Open data des décisions de justice et API des cours françaises et européennes

Sommaire

    Adoptée le 23 mars 2019, la loi n° 2019-222 de programmation 2018-2022 et de réforme pour la justice a enclenché par son article 33 un processus de mise à disposition gratuite sous forme électronique des décisions des juridictions françaises. Elle a été complétée par deux décrets touchant à la mise en oeuvre pratique de cette exigence (Décret n° 2020-797 du 29 juin 2020 relatif à la mise à la disposition du public des décisions des juridictions judiciaires et administratives et Décret n° 2021-1276 du 30 septembre 2021 relatif aux traitements automatisés de données à caractère personnel dénommés « Décisions de la justice administrative » et « Judilibre »). Tandis que le Conseil d’Etat ne met pour le moment en ligne qu’en ensemble de fichiers XML chronologiquement organisés (https://opendata.conseil-etat.fr/), la Cour de cassation a développé une API (interface de programmation applicative), c’est-à-dire une interface de communication avec sa base de données, ouverte aux logiciels et services tiers. Cette API, dénommée « Judilibre », est hébergée par la plateforme PISTE, gérée par l’Agence pour l’Informatique Financière de l’Etat et qui héberge également l’API du site Légifrance.

    Toute personne intéressée peut s’enregistrer auprès de PISTE pour pouvoir ensuite utiliser les API qui sont hébergées et les intégrer dans une application / logiciel qui pourrait en tirer profit. C’est notamment ce que j’ai fait pour le développement d’un petit site internet d’extraction de jurisprudences à partir d’un fichier docx ou pdf (https://reglex.fondamentaux.org/). Après un phase d’analyse du texte pour reconnaître les décisions de justice qui y sont mentionnées, cette application se connecte à l’API pertinente pour identifier les liens web vers les textes des décisions en cause et les afficher à l’internaute. Au-delà des API « officielles » Légifrance et Judilibre, l’application se connecte également à deux autres API « secrètes » ou du moins ne bénéficiant d’aucune documentation officielle : ArianneWeb (Conseil d’Etat) et Hudoc (Cour européenne des droits de l’Homme). La Cour de justice de l’Union européenne dispose également d’une API (EUR-LEX Web Service), mais sa lourdeur de mise en oeuvre m’a pour le moment repoussé.

    Pour les personnes intéressées, je souhaite détailler ici les modalités d’utilisation de ces différentes API, leur facilité ou non de mise en oeuvre et leurs limites, en commençant par Légifrance, pour continuer par Judilibre, ArianneWeb et finir avec Hudoc.
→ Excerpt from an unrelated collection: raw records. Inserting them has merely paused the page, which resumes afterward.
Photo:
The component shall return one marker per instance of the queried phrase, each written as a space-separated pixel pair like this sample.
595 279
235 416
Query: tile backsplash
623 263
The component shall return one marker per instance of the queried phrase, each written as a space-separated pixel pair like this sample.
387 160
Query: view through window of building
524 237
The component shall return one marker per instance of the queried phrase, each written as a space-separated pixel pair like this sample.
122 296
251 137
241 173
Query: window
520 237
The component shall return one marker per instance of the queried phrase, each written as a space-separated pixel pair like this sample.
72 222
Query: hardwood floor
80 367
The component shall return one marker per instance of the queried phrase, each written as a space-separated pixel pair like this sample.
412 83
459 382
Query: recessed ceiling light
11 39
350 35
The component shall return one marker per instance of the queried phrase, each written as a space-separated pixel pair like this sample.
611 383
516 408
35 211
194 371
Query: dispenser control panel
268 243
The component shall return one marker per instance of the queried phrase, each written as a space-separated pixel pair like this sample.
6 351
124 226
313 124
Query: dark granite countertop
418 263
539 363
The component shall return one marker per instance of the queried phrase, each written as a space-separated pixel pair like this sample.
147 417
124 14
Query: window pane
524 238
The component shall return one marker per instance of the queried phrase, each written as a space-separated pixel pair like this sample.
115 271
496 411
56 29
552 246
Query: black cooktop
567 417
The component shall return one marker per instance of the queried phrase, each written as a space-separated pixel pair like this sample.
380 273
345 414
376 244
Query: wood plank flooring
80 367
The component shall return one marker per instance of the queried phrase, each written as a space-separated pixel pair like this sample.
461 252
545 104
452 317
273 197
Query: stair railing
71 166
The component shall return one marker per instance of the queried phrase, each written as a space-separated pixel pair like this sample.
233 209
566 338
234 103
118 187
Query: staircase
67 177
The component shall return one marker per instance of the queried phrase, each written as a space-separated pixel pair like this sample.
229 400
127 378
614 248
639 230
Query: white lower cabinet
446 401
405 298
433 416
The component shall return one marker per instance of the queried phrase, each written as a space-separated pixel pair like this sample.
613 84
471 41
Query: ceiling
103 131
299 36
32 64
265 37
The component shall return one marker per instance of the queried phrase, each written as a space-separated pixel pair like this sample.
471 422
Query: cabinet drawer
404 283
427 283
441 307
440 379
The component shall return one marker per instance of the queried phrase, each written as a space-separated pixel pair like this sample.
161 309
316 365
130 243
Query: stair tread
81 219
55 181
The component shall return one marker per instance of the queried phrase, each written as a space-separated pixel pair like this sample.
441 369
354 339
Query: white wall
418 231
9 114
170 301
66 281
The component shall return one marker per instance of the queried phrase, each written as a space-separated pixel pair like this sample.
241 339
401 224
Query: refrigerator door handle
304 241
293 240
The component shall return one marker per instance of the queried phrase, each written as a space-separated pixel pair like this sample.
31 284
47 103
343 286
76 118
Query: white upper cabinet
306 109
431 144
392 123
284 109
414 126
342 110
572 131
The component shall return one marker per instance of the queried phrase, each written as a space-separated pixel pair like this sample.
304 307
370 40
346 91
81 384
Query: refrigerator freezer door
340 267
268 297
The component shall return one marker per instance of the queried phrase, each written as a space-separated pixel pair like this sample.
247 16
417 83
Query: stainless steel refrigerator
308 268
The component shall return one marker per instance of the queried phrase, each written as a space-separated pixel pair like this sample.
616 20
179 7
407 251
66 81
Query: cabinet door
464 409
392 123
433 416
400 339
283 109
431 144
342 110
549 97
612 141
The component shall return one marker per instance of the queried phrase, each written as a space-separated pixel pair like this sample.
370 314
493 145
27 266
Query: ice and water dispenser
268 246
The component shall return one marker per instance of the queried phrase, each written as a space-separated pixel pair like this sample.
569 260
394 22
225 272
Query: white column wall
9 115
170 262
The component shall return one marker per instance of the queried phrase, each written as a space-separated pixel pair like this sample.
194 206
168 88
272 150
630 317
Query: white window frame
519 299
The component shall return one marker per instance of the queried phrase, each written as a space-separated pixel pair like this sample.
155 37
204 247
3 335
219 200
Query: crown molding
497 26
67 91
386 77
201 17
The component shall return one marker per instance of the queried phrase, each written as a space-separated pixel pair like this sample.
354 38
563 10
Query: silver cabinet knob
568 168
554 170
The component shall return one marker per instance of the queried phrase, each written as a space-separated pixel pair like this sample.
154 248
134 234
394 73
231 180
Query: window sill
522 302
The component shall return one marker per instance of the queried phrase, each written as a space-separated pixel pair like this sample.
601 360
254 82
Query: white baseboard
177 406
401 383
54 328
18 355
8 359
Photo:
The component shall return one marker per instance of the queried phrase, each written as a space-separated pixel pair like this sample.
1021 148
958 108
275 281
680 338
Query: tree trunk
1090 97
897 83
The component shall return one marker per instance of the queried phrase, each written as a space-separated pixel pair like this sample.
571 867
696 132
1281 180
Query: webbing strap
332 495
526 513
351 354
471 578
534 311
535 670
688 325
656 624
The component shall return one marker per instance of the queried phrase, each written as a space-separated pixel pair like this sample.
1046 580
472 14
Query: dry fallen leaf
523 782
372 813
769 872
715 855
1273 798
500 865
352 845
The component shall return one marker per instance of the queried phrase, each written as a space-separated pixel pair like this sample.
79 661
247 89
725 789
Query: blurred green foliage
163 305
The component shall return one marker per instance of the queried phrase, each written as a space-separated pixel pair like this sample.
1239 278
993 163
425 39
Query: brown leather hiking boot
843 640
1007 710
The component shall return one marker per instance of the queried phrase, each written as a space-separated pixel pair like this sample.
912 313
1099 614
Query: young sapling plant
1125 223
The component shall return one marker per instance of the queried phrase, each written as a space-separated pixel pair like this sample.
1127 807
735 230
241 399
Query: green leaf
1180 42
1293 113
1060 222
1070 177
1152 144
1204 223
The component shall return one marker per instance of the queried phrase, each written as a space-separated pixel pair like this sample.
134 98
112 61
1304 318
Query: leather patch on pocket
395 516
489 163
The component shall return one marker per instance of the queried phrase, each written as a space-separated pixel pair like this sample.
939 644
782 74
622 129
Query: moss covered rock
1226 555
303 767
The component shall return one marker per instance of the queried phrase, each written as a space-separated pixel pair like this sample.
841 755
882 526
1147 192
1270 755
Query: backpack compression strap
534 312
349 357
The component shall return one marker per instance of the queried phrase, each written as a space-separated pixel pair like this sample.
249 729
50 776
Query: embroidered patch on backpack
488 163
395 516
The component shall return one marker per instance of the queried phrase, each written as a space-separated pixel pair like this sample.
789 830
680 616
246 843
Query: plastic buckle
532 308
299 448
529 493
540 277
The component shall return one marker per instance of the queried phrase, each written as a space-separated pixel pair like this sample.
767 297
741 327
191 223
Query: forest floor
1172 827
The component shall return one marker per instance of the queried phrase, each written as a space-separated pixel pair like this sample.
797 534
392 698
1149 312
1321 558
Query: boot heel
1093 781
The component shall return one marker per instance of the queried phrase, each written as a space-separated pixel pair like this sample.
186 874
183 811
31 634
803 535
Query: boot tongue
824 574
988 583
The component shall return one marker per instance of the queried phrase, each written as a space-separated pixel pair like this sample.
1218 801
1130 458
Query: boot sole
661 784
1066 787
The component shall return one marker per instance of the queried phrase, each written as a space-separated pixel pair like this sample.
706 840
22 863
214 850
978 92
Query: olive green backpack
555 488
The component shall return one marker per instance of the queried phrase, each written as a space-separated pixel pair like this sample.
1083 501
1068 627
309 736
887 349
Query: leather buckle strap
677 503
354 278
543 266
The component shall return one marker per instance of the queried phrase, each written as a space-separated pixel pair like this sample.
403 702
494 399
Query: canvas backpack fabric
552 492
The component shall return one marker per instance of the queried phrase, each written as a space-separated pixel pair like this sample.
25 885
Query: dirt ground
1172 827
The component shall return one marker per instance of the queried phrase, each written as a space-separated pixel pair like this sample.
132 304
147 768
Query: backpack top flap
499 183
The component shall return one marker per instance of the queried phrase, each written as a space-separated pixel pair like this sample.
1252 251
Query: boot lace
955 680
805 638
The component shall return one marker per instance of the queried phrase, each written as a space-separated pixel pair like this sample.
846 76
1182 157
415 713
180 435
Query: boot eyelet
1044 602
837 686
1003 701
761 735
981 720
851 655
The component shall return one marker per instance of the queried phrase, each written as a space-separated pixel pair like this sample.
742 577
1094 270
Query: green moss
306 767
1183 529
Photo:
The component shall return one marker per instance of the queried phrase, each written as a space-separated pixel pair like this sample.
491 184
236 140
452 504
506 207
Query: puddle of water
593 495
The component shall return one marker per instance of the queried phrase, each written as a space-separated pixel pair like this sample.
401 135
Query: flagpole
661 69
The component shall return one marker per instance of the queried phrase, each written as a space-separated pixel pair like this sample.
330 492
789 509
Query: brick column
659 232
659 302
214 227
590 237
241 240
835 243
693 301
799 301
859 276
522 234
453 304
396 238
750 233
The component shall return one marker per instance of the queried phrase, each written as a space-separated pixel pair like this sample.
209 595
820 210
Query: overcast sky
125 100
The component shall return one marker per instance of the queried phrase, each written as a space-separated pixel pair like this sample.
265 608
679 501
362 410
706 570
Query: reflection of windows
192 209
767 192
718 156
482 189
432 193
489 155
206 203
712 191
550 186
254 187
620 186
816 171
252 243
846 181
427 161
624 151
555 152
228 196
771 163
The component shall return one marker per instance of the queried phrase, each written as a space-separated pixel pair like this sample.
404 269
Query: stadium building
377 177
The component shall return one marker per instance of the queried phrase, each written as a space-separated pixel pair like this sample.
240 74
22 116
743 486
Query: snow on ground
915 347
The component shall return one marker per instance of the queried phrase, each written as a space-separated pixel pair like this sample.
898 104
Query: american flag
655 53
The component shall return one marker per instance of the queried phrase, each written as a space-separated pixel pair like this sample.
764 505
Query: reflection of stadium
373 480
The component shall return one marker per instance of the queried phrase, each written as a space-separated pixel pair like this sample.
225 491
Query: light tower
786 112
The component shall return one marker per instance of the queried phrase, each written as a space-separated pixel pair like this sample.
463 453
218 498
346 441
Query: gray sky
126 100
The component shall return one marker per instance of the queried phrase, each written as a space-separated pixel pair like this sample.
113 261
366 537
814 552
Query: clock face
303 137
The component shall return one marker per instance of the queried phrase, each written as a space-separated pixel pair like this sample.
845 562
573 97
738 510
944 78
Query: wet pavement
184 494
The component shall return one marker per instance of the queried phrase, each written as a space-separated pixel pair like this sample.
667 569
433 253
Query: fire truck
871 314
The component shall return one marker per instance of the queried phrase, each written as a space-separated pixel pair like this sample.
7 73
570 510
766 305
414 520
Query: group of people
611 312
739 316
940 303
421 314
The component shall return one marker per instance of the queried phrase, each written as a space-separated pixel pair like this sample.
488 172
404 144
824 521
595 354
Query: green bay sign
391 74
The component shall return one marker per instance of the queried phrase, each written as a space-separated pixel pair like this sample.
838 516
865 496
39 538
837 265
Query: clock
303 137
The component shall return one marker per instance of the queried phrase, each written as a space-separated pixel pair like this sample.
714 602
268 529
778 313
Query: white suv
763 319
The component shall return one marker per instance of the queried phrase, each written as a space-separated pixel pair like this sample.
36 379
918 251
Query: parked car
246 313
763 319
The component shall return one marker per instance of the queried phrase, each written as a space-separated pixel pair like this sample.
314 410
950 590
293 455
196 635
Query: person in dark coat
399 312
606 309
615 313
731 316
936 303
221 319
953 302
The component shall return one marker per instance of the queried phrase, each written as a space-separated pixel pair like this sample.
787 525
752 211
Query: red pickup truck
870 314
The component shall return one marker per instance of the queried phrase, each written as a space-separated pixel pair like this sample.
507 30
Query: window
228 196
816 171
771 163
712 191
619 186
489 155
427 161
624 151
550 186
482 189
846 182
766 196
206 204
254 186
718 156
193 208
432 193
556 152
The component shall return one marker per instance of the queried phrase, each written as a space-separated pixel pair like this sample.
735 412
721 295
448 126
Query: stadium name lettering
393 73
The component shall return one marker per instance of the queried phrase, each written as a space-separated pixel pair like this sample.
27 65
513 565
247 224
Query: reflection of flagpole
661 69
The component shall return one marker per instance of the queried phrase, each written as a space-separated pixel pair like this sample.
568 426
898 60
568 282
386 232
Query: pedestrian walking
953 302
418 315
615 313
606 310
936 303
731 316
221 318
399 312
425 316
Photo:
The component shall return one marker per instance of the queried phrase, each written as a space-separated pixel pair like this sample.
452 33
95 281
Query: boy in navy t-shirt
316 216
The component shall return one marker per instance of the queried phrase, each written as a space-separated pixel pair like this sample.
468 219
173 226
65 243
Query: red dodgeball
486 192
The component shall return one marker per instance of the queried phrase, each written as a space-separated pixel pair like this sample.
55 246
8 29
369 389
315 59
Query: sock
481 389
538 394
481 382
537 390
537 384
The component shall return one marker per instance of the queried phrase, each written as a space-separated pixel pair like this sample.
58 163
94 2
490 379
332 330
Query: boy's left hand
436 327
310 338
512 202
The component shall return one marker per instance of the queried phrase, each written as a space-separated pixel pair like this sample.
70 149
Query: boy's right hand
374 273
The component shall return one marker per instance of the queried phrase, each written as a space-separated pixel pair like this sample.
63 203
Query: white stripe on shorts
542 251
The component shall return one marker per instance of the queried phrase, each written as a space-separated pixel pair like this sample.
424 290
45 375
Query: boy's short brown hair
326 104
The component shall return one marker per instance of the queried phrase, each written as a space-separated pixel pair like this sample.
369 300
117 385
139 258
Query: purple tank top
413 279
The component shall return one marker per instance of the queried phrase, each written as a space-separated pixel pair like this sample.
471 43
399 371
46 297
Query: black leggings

Juste avant, je voudrais revenir rapidement sur la manière dont un site web peut communiquer avec une API.

    Communiquer avec une API

    Communiquer avec une API, c’est envoyer une requête à une adresse internet (URL) donnée et attendre une réponse dans un format prédéterminé. Certaines API sont interrogeables de manière complètement ouverte (Hudoc et ArianneWeb par exemple), d’autres nécessitent l’utilisation d’identifiants que l’on aura obtenu par avance (les API de la plateforme PISTE). Dans tous les cas, il est donc nécessaire d’identifier :

    • L’URL de communication de l’API (par exemple : https://api.piste.gouv.fr/dila/legifrance-beta/lf-engine-app/search pour Légifrance) ;
    • Le type d’API (REST ou SOAP). Toutes les API utilisées ici sont des API REST, REST étant aujourd’hui le style d’architecture logicielle le plus utilisé pour les API ouvertes ;
    • La méthode de requête du protocole Http (POST ou GET) utilisée par l’API. Certaines API n’acceptent a priori que l’une des deux méthodes (Légifrance travaille en POST, Judilibre en GET), d’autres acceptent les deux (ArianneWeb par exemple). Ces méthodes ne sont pas propres aux API et on les rencontre tous les jours dès lors que l’on transmet une information à un site par un formulaire de recherche, de contact… ;
    • Le format des données pour l’envoi de la requête. Dans la plupart des cas, les données de requête seront envoyées au format JSON et/ou au format URL. Pour ce dernier format, nous l’avons toutes et tous déjà rencontré lorsque nous naviguons sur certains sites où figure à la fin de l’adresse un point d’interrogation suivi de mots. Par exemple, lorsque l’on fait une recherche sur le site Légifrance, la page de résultat va afficher une URL du type https://www.legifrance.gouv.fr/search/all?tab_selection=all&searchField=ALL&query=internet&page=1&init=true. Dans cette adresse, tout ce qui vient après le point d’interrogation renvoie à des données de requête GET. Grâce à cela, le site internet est capable d’afficher les informations demandées. En l’espèce, par exemple, le site Légifrance va donc m’afficher la première page (page=1) d’une recherche sur le terme « internet » (query=internet) dans tous les contenus du site (tab_selection=all) et sur tous les champs de la base de données (searchField=ALL). Si j’avais limité ma recherche à la table des matière des codes, l’adresse aurait alors été ?tab_selection=code&searchField=TABLE
    • Le format des données reçues en retour de la requête. Aujourd’hui, presque toutes les API REST utilise le JSON comme format de retour des données. C’est le cas pour toutes les API présentées ici.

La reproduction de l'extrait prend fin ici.